Tips to solve problem #41 of project euler

Question

I'm trying to solve Problem 41of project Euler in Java, by counting the number from 99888888 to 80000000(which took very long time :( ), I got 98765431 as an answer, but I'm getting that answer not correct. Could anyone please tell me the reason of not getting the correct answer and how can I speed my program?

Answer 1

To obtain a solution in a "reasonable" time, you need the following observations based on the special property that a number is divisible by 3 if the sum of its digits is divisible by 3:

                            divisible by 
 1+2+3+4 = 10               -  
 1+2+3+4+5 = 15             3 
 1+2+3+4+5+6 = 21           3
 1+2+3+4+5+6+7 = 28         - 
 1+2+3+4+5+6+7+8 = 36       3 
 1+2+3+4+5+6+7+8+9 = 45     3 

So, a "big" prime pandigital number has 4 or 7 digits. (a prime number bigger than 3 is not divisible by 3)

Because you want to obtain the biggest number, it's better to start with the 7-digit numbers and continue to check the 4-digit numbers only if the number was not found. For sure, a 4-digit number exists, because it is specified: 2143.

Now, a possible solution looks like this:

public class P41 {

    public static void main(String[] args) {

        boolean wasFound = false;

        for (int nr = 7654321; nr >= 1234567; nr -= 2) { // even != prime
            if (isPandigital(nr) && isOddPrime(nr)) {
                System.out.println(nr);
                wasFound = true;
                break;
            }
        }

        if (!wasFound) {
            /* not <=, because 1234 is even */
            for (int nr = 4321; nr > 1234; nr -= 2) {
                if (isPandigital(nr) && isOddPrime(nr)) {
                    System.out.println(nr);
                    break;
                }
            }
        }
    }

    private static boolean isOddPrime(int x) {
        int sqrt = (int) Math.sqrt(x);
        for (int i = 3; i <= sqrt; i += 2) {
            if (x % i == 0) {
                return false;
            }
        }
        return true;
    }

    private static int getNumberOfDigits(int x) {
        int count = 0;
        while (x > 0) {
            count++;
            x /= 10;
        }
        return count;
    }

    private static boolean isPandigital(int x) {
        int numberOfDigits = getNumberOfDigits(x);
        Set<Integer> digits = new HashSet<Integer>();
        for (int i = 1; i <= numberOfDigits; i++) {
            digits.add(i);
        }
        for (int i = 1; i <= numberOfDigits; i++) {
            digits.remove(x % 10);
            x /= 10;
        }
        if (digits.size() == 0) {
            return true;
        } else {
            return false;
        }
    }

}

Time: 8 ms.

Answer 2

Here is the problem statement:

We shall say that an n-digit number is pandigital if it makes use of all the digits 1 to n exactly once.

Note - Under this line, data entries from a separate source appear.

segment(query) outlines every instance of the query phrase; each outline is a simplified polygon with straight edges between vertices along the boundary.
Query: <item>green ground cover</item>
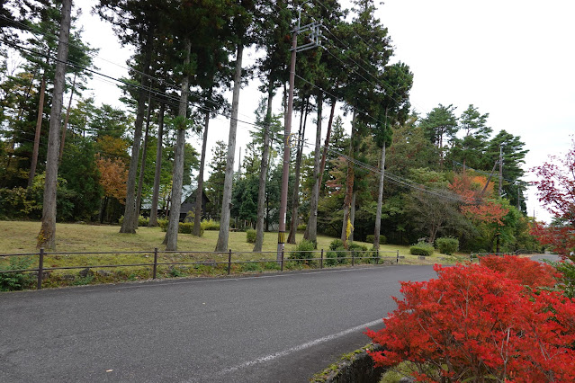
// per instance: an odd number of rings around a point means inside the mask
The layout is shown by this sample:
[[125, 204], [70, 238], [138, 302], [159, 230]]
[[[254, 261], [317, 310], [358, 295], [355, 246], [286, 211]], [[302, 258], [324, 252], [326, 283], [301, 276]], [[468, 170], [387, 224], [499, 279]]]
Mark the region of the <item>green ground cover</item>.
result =
[[[36, 235], [40, 224], [37, 221], [0, 221], [0, 254], [31, 254], [37, 253]], [[178, 235], [178, 252], [162, 253], [164, 246], [161, 245], [166, 233], [159, 227], [139, 227], [137, 234], [121, 234], [118, 226], [100, 226], [85, 224], [59, 223], [56, 228], [58, 253], [99, 253], [93, 254], [62, 254], [48, 253], [44, 258], [44, 267], [88, 267], [94, 265], [116, 265], [153, 263], [154, 248], [159, 249], [158, 263], [203, 263], [206, 264], [169, 264], [159, 265], [157, 268], [158, 278], [184, 277], [184, 276], [216, 276], [225, 275], [228, 272], [228, 254], [214, 254], [213, 249], [218, 239], [218, 231], [206, 230], [202, 237], [190, 234]], [[296, 241], [300, 243], [303, 235], [299, 233]], [[277, 233], [265, 233], [264, 237], [264, 253], [252, 253], [253, 244], [247, 242], [245, 232], [230, 232], [229, 248], [232, 250], [232, 261], [259, 261], [254, 263], [233, 263], [232, 273], [263, 272], [265, 271], [277, 271], [278, 263], [271, 262], [275, 259], [277, 248]], [[329, 244], [334, 238], [319, 236], [318, 249], [329, 248]], [[371, 244], [359, 243], [371, 248]], [[285, 258], [289, 253], [295, 250], [295, 245], [286, 244]], [[461, 261], [463, 257], [449, 257], [444, 254], [435, 254], [425, 260], [409, 254], [409, 246], [398, 246], [394, 245], [382, 245], [380, 256], [392, 263], [396, 257], [396, 251], [400, 251], [401, 263], [435, 263]], [[123, 252], [146, 252], [145, 254]], [[265, 253], [268, 252], [268, 253]], [[112, 253], [112, 254], [105, 254]], [[319, 253], [313, 255], [319, 258]], [[324, 253], [325, 256], [325, 253]], [[369, 254], [365, 254], [369, 256]], [[38, 267], [38, 256], [30, 257], [29, 268]], [[369, 260], [356, 260], [357, 263], [369, 263]], [[348, 264], [345, 266], [348, 266]], [[7, 257], [0, 257], [0, 268], [9, 265]], [[296, 261], [286, 261], [284, 269], [298, 270], [309, 267], [319, 267], [319, 263], [310, 265]], [[58, 270], [49, 272], [43, 282], [43, 286], [67, 286], [77, 284], [91, 284], [102, 282], [113, 282], [125, 280], [146, 280], [152, 276], [152, 267], [148, 265], [94, 268], [89, 272], [85, 271], [80, 274], [81, 269]]]

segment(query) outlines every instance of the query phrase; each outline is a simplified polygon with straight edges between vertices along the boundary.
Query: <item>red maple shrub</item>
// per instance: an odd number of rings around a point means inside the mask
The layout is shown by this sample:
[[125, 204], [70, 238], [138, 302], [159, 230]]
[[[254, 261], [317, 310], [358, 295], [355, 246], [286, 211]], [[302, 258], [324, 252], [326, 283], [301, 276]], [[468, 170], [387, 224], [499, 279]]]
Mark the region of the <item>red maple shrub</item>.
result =
[[489, 255], [480, 259], [482, 266], [503, 273], [507, 278], [516, 280], [521, 285], [531, 288], [553, 288], [561, 279], [561, 273], [547, 263], [541, 263], [513, 255]]
[[366, 332], [384, 348], [370, 352], [375, 365], [409, 361], [417, 381], [575, 381], [575, 302], [526, 289], [506, 263], [436, 265], [437, 279], [401, 282], [385, 327]]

For example, 2143 is a 4-digit pandigital and is also prime. What is the largest n-digit pandigital prime that exists?

I wrote a program that started with 987654321 and counted down. I checked that the number was pandigital, and if it was, checked if it was prime.

It took 66 seconds on my Windows 8.1 computer to find the largest prime pandigital.

When I tested the other way around, first prime, then pandigital, the program took way longer than 66 seconds. I cancelled it.

When I applied GregS' tip about discounting all 9 digit and 8 digit pandigital numbers, and started counting down from 7654321, my brute force algorithm took 13 milliseconds.

Answer 3

The only possible prime pandigital numbers are those with length 1, 4, & 7 because every other pandigital number has the sum of its digits divisible by 3.

So, you'd only need to test for 7! = 5040 permutations.

Answer 4

A pandigital number doesn't needs to contain all numbers from 1 to 9, but all from 1 to length.

So, you'll need to try all permutations from 1 to 9 starting with 1 digit and going up, filtering all prime numbers and, then, taking largest one.